What Is Diamonds?
Diamonds is an informal term for an index-based exchange-traded fund (ETF) known as the SPDR Dow Jones Industrial Average ETF. The Diamonds ETF trades on the NYSE Arca exchange under the ticker symbol DIA. The ETF’s objective is to provide returns that mirror the price and yield performance of the Dow Jones Industrial Average (DJIA). Diamonds are also an extremely hard gemstone used mainly for jewelry, tools, and as an investment in precious stones.
Launched in 1998, the Dow Diamonds exchange-traded fund is managed by State Street Global Advisors. Since its launch, it has become popular among investors as a way of achieving approximately the same returns as owning the individual stocks in the underlying Dow Jones Industrial Average. Investors can buy and sell shares of the ETF, just like with common stocks. The fund’s holdings consist of the 30 stocks in the DJIA, in the same price-weighted proportion as they appear in the DJIA, as well as some cash holdings.

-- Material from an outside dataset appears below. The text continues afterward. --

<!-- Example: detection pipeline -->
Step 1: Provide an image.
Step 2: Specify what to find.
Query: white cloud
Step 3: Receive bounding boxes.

The Popularity of the Diamonds ETF
Diamonds are a popular and generally well-regarded fund. Owning shares of Diamonds allows investors to attain the diversity of the DJIA with relatively low transaction fees. The fund is highly regarded for its relatively low gross expense ratio, which was 0.17% as of the first quarter of 2016. Diamonds, like other ETFs, may offer some investors tax advantages over owning mutual funds. The fund’s large size provides ample share liquidity, and investors can buy or sell shares any time the exchange is open. The ETF’s high market capitalization and liquidity have spawned a variety of options chains from which traders can choose. The NYSE allows investors to trade Diamond shares using margin, as well as to short-sell Diamond shares.
Diamonds ETF Statistics
As of April 30, 2018, the fund had total net assets of more than $21.3 billion, with about 85 million shares outstanding. The fund’s weighted average market cap was about $238 billion, at a price-earnings ratio of about 23.64. Since its inception, the fund has yielded investors an annualized return of about 8.08%.
Diamond Gemstones as an Investment
Diamonds as gemstones are generally considered a poor investment vehicle, mainly due to the illiquidity of the market, a lack of price transparency, high transaction fees, and high risk related to quality assurance. Investors who want exposure to diamonds could reduce some of the risks by owning GEMS, an ETF that invests in the diamond and gemstone industry. Many wealthy individuals consider diamonds a good investment because they can buy high-priced stones with relatively low transaction costs, and they can enjoy the diamonds while their value grows, as with antiques or art.